Working With Ogg Theora and the Video Tag
An anonymous reader writes "The Free Software Foundation's Holmes Wilson is just back from Berlin, where he participated in the Ogg Theora book sprint put on by FLOSS Manuals. Here is a broad look at Ogg Theora and how it fits into the push for free formats: where we're winning, what works, and what could be improved."
Not to mention the lack of hardware acceleration makes it pretty much a non starter. My graphics card that cost a whole $50 (a 4650) came with H264, WMV9, DivX, and MPEG 2 & 4 out of the box. And with the rise of netbooks/nettops, green computing, mobile devices and high def video now more than ever hardware acceleration is the way to go. Is there even a beta driver for Theora that gives ANY acceleration?
Without hardware acceleration, preferably given to the big three (AMD, Intel, Nvidia) so they can integrate it into their drivers so users can get full acceleration easily and out of the box, I just don't see Theora gaining any ground. I know that those that support FOSS find this hard to accept, but Joe user really doesn't care if a codec is free or not, hell most don't even know what a codec is, they just want easy to use and simple. Theora need hardware support like yesterday if they want to gain traction. Although ultimately I think it will be like Vorbis VS MP3. Vorbis might work fine, but my MP3 player doesn't play Vorbis, in fact the majority don't. Folks don't care that MP3 is encumbered because it works for them. So while I wish the Theora guys luck it looks like a seriously uphill battle from where I'm sitting.
ACs don't waste your time replying, your posts are never seen by me.
That's OggKate's job. It also works with any other Ogg embedded video codec.

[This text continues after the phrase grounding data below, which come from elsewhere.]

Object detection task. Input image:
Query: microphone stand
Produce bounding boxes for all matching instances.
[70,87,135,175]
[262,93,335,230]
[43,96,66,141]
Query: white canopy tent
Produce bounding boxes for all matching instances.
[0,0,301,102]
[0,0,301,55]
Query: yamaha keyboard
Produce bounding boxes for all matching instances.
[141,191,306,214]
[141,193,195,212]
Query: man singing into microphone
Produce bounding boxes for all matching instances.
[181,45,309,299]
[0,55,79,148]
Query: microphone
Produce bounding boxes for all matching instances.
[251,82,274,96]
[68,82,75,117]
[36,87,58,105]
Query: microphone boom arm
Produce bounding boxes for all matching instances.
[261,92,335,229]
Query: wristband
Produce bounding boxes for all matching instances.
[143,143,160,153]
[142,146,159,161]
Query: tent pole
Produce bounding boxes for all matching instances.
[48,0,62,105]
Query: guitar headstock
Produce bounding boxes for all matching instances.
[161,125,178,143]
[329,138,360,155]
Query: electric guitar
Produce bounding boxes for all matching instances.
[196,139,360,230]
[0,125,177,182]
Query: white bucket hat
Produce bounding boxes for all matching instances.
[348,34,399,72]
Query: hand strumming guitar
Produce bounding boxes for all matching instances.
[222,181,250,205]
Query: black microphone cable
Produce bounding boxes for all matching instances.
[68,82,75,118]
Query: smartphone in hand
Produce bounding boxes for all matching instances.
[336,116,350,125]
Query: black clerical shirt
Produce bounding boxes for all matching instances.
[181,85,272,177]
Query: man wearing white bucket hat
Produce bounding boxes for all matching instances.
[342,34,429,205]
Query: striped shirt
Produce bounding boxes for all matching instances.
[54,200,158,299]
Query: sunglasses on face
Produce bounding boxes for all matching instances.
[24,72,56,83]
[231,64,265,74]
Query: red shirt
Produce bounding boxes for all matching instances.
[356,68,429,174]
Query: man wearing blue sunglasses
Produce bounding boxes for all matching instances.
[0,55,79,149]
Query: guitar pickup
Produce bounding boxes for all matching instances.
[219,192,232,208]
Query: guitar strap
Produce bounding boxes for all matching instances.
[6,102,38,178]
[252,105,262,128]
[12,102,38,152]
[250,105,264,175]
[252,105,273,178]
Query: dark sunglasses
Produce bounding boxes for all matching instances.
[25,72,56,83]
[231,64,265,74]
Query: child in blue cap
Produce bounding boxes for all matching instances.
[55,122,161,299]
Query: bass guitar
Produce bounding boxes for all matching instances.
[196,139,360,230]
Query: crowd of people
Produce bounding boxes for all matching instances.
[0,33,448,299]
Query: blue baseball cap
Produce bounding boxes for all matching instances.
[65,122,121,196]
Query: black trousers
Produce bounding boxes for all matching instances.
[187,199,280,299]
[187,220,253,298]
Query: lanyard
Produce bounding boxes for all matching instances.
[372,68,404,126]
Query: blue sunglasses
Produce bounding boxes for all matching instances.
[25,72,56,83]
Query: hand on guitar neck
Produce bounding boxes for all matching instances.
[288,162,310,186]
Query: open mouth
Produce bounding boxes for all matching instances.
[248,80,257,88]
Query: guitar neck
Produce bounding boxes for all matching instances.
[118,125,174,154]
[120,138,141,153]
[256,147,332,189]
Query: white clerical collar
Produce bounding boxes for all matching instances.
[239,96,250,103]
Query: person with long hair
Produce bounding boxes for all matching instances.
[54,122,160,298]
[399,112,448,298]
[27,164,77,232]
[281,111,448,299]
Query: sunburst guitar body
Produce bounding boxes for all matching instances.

Well, the MPEG-LA is doing a good job with their plan to introduce per-download fees for people using H.264 next year. If you're still using H.264 for streaming video next year, for anything longer than a 10-minute clip, expect to be giving all of your profits away to the MPEG-LA. Or you could switch to some other CODEC like, for example, Theora, which doesn't have stupidly-expensive licensing fees.
To be honest, I'm more interested in Dirac than Theora. VC-2 is a profile of Dirac which, like Theora, is not patent-encumbered. It's based on wavelets and is much higher quality and has a lot more industry backing than Theora (the BBC, for example, are using it for archiving already). Currently, the CPU requirements for decoding Dirac are a bit high. Playing back the Big Buck Bunny example on my 2.16GHz Core 2 Duo uses 100% of one core (although I'm using a slightly old version of the CODEC, apparently the latest one is about 20-30% faster). The BBC is working with hardware manufacturers to get hardware decoders which should make it a lot more attractive. There's also a CUDA-based implementation and a GLSL version which are reported to be a lot faster than the CPU-based version (I've not tried either) and should work on most modern GPUs. Given that most modern handhelds now include an OpenGL ES 2.0 GPU, which means that they support GLSL, it's likely that Dirac playback on handhelds will work nicely soon.
Theora has much lower CPU requirements than even H.264, so using Theora for the low-quality version and Dirac for high quality sounds like a sensible approach.